Venture Capital

Tax sword hangs over PE, VC funds after tribunal ruling

Read more at economictimes.indiatimes.com

A tax sword hangs precariously over all private equity (PE) houses and venture capital funds (VCFs) in India.

Money managers of these pooled investment vehicles are rattled by a tax tribunal ruling, which if upheld by higher courts, could more than double the tax on the fund manager.

A week ago, the Customs, Excise & Service Tax Appellate Tribunal, Bengaluru, has ruled that the ‘carried interest’ — or ‘carry’ in trade parlance, which is a fund’s share of profits from managing investors’ money — is a ‘performance fee’ that would attract service tax.

The ruling, which went against the appellant Econet Internet and Technology Fund, a VCF registered with Sebi, would impact the entire industry.
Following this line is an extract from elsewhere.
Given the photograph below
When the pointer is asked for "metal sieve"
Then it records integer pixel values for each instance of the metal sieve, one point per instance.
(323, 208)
Funds treat carry as ‘capital gains’, which attract a tax of 20% as VCFs primarily invest in unlisted companies. But, if it’s treated as a ‘performance fee’ for a ‘service’ provided by the manager, it would mean an outgo of 18% GST, and full income tax of over 30% on the balance amount — taking the overall tax on the manager to more than 40%.

A fund manager receives a ‘management fee’ — a fixed percentage irrespective of how the fund performs. It also receives a ‘carried interest’ which may be 20% of the share of profits if the fund performs beyond a hurdle rate.

For instance, when a ₹100-crore fund trebles the value of its investments to ₹300 crore, the profit earned is ₹200 crore and the manager earns ₹40 crore (20% of ₹200 crore). While full income tax is paid on the management fee, the tax on the carry is 20% as applicable for ‘capital gain’.

The ruling by the quasi-judicial authority is being closely tracked by the VCF world and fund advisors as fund managers are driven by the money earned from ‘carry’.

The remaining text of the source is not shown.